Citation: Journal of Clinical Exercise Physiology 10, 4; 10.31189/2165-6193-10.4.160
The inclusion criteria refer to the defined intervention or treatment population (P) (e.g., type 2 diabetes), the intervention or treatment (I) (e.g., aerobic exercise), the comparison group (C) against which the population of interest (P) is compared (e.g., placebo, control, or usual care groups), and the outcome measures (O) (e.g., fasting blood glucose levels). Together these variables are commonly referred to as the PICO (Population, Intervention, Comparator, and Outcomes), and in addition to the type of study design, which is often limited to RCTs, the PICO elements collectively form the inclusion criteria.
The exclusion criteria also must be defined. These, like the inclusion criteria, are at the scientist's discretion but must be clearly stated and defined. For example, a study involving type 2 diabetes would exclude type 1 and gestational diabetes and would also exclude animal studies if we only want to include humans. And the age range might exclude studies of people under 18 years if the focus is upon adults)
To provide more perspective to the information presented in Box 1, the background to the question is an ongoing debate as to whether exercise training can increase survival time in people with heart failure. It is known that those with heart failure have a high annual mortality rate (1). Until the 1980s the advice often provided to people with heart failure was for “bed rest” as physical stress was considered a risk (2). Early clinical trials in the 1980s and 1990s (3,4) quickly illustrated that exercise was actually beneficial in terms of improving cardiorespiratory fitness levels (peak Vo2). Later, the ExTraMATCH (5) study performed a meta-analysis combining many of those early clinical trials that showed people with heart failure and higher peak Vo2 values had longer survival times. Today peak Vo2 is often used as a surrogate measure of survival time in people with heart failure, particularly those being evaluated for advanced treatments (i.e., heart transplant or left ventricular assist device) (6).
The following is an illustration of the principles of meta-analysis using selected publications of RCTs of exercise training in cardiac rehabilitation in those with heart failure. When data from all the included studies was pooled, the mean difference in peak Vo2 was different in the high-intensity versus low-intensity trained groups. The change in peak Vo2 is presented in Figure 2, where the higher exercise intensity is associated with greater changes in peak Vo2 than with lower intensity exercise (7). The meta-analysis, therefore, suggests that those people with heart failure undertaking a cardiac rehabilitation program with an exercise component that uses high-intensity activities are more likely to improve their fitness by a greater amount than with low-intensity exercise training.

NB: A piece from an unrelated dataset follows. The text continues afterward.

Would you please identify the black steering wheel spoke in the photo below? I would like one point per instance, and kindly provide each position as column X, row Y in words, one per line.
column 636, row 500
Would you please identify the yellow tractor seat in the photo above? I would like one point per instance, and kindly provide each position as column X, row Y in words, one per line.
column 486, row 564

Citation: Journal of Clinical Exercise Physiology 10, 4; 10.31189/2165-6193-10.4.160
GROUP-LEVEL VERSUS INDIVIDUAL PATIENT-LEVEL META-ANALYSES
Note that meta-analyses are almost always based upon group-level data and not from individual subject-level data. Thus, the mean difference values for data are taken for the intervention group (e.g., high-intensity exercise group) and these are compared to mean values for the control group (e.g., low-intensity exercise group). This type of meta-analysis is most commonly encountered in the published literature, and statisticians often refer to it as a group-level meta-analysis as opposed to an individual patient data meta-analysis that requires included study authors to provide their original datasets with each patient's individual data.
Typically results from a meta-analysis are not often presented in bar graph format. More often results of a group-level meta-analysis are presented in a graph called a forest plot (Figure 3). Figure 4 explains the constituent components of the graphical component of the forest plot.



Citation: Journal of Clinical Exercise Physiology 10, 4; 10.31189/2165-6193-10.4.160



Citation: Journal of Clinical Exercise Physiology 10, 4; 10.31189/2165-6193-10.4.160
Figure 5 contains hypothetical data for the postexercise training program change in a blood marker of heart failure severity called brain natriuretic peptide (BNP), which is released when the myocardium is stretched. BNP is usually higher (which is unfavorable) in people who have heart failure versus those who do not. We can see below that BNP is changed by a mean value (difference) of −79.20 pg·mL−1 (which is a favorable outcome) after exercise training in people with heart failure because the P value is less than 0.05 (5% level of significance) that is traditionally used. The following paragraphs examine in detail the aspects of forest plot.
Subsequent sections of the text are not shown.